From Terminal, you can see network connections:
lsof -i -P | head -30
This shows every process with an active network connection. If you see connections to IPs you don't recognize, look them up.
This is actually one of the things I built CoreLock to handle — continuously monitoring processes, network connections, and permissions so you don't have to manually check Activity Monitor every week. But even without any tools, spending five minutes in Activity Monitor every couple of weeks teaches you what "normal" looks like on your machine. And knowing normal is half the battle when something abnormal shows up. Here's our guide on finding suspicious processes.
What About Antivirus Software?
I'm honestly a bit biased here, since I build security software. But my genuine opinion: most Mac users don't need traditional antivirus. What they need is visibility — understanding what's running, what has permissions, and what's communicating over the network.
macOS already has XProtect (signature-based malware scanning), Gatekeeper (app verification), and XProtect Remediator (automatic malware removal). These cover the basics. We wrote a full breakdown of whether Macs need antivirus in 2026.
Where third-party tools help is in the gaps: behavioral analysis (detecting threats by what they do, not what they look like), privacy auditing, and real-time monitoring. If you want that layer, CoreLock's free tier gives you 3 scans per day, which is enough for most people. You can also check which apps have camera access directly from the privacy audit.
The 5-Minute Version
If you're skimming and just want the highest-impact steps:
- Turn on FileVault (System Settings > Privacy & Security > FileVault)

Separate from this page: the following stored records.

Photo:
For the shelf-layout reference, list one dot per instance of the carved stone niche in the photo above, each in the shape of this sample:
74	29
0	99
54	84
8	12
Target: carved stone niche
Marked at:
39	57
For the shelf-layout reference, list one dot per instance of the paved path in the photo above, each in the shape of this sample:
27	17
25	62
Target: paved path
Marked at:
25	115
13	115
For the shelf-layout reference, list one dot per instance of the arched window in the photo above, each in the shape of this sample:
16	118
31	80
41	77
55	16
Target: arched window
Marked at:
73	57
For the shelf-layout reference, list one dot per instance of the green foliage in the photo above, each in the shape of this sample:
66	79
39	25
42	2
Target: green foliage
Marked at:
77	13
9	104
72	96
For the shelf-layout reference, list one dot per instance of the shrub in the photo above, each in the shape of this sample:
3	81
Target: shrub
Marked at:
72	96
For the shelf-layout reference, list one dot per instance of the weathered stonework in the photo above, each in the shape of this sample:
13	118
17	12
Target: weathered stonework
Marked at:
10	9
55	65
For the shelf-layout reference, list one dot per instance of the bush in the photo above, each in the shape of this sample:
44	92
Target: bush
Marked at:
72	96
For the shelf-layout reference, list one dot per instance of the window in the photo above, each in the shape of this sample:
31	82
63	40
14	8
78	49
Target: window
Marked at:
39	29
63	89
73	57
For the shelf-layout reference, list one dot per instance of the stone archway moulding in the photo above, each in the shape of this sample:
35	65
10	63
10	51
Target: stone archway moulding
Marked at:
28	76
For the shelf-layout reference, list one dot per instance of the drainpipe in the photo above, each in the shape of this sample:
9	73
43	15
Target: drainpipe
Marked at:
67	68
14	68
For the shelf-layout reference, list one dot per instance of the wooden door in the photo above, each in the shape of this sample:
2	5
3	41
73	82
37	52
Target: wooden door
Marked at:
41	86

- Turn on the firewall (System Settings > Network > Firewall)
- Review privacy permissions (System Settings > Privacy & Security)
- Check login items (System Settings > General > Login Items)
- Enable automatic updates (System Settings > General > Software Update)
Those five changes, done in five minutes, cover 80% of what matters. The rest is good practice but less critical.
Your Mac is already a reasonably secure machine out of the box. Apple gets a lot right at the system level — SIP, Gatekeeper, the Secure Enclave, hardware-enforced kernel integrity. The gaps are at the application layer: what apps you install, what permissions you grant, and whether you're paying attention to what's happening under the hood. Close those gaps, and you're ahead of 95% of Mac users.